In contrast with our findings, previous work in a smaller group of ever-hospitalized PACS patients did not show a significant relationship between RBC:barrier ratio and DL_CO, albeit in a narrow range of DL_CO­ values.⁷ Given the significant differences in RBC:barrier ratio but not DL_CO between controls and PACS participants, ¹²⁹Xe RBC:barrier may be more sensitive to alveolar-level gas transfer abnormalities. We observed significant differences between RBC AUC in ever-hospitalized participants and controls, but not for barrier AUC, suggesting that vascular abnormalities may dominate abnormal gas exchange observed here.
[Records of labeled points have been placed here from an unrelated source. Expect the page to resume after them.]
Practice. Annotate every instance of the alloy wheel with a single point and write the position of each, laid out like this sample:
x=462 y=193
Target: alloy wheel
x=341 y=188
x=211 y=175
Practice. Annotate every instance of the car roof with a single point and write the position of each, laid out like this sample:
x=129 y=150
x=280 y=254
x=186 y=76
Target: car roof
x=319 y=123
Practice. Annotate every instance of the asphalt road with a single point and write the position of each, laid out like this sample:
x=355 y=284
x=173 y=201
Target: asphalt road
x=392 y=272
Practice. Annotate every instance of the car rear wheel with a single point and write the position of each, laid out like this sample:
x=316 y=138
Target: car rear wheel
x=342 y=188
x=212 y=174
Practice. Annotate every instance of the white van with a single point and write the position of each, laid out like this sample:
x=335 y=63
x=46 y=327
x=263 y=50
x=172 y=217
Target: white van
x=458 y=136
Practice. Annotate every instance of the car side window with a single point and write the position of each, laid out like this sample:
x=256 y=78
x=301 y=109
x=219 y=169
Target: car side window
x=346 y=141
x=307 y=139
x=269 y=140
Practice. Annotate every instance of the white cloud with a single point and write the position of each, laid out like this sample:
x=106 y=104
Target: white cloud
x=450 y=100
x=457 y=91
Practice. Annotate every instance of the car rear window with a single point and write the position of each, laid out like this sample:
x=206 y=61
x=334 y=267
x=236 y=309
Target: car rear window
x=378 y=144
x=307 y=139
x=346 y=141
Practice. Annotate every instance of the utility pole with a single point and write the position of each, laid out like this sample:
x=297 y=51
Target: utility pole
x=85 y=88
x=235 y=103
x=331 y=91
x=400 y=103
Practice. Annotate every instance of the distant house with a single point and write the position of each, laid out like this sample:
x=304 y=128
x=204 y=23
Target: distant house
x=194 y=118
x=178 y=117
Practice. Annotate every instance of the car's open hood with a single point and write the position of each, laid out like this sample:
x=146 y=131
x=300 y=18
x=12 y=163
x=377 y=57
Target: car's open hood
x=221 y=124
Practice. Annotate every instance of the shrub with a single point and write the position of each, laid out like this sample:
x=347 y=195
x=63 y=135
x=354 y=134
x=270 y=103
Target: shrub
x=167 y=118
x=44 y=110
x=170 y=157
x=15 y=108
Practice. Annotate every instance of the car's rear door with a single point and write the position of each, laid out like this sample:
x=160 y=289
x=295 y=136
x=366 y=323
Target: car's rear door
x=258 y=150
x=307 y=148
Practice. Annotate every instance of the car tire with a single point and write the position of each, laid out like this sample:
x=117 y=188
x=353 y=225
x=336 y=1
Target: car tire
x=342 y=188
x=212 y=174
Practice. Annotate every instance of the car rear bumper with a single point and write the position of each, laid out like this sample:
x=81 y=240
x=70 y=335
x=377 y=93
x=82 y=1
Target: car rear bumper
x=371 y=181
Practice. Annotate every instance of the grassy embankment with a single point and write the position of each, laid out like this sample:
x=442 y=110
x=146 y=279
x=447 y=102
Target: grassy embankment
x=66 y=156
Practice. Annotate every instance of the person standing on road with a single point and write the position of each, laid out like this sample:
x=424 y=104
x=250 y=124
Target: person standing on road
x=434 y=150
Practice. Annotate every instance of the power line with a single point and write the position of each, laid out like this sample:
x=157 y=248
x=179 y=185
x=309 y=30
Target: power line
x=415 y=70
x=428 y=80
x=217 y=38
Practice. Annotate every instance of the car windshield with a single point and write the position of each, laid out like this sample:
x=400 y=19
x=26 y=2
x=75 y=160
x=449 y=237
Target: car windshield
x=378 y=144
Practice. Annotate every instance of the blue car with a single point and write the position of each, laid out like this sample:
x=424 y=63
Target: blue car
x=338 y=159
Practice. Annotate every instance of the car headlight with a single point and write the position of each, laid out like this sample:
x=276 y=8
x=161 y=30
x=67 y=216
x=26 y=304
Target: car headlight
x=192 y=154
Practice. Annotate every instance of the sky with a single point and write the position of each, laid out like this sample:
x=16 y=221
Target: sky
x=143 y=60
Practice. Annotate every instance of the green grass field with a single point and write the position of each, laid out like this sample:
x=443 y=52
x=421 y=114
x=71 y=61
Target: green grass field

Prior comparisons between MR and CT measures post-COVID noted near-normal observer CT-scores. We report no significant differences between quantitative CT measures of airway or vessel structure, but an unexpected relationship between RBC:barrier and PV₁ in hospitalized participants which may hint at pulmonary blood distribution abnormalities post-COVID.

Conclusions

The ¹²⁹Xe MRI RBC:barrier ratio and RBC AUC were abnormal in ever-hospitalized PACS patients whilst ¹²⁹Xe MRI RBC:barrier ratio correlated with DL_CO. Together, these findings suggest that RBC:barrier ratio points to gas-transfer abnormalities that stem from the small pulmonary vessels that remain abnormal post-COVID19 infection.

Acknowledgements

We would like to acknowledge the support of the Government of Ontario Ministry of Health for grant funding for the LiveCovidFree study.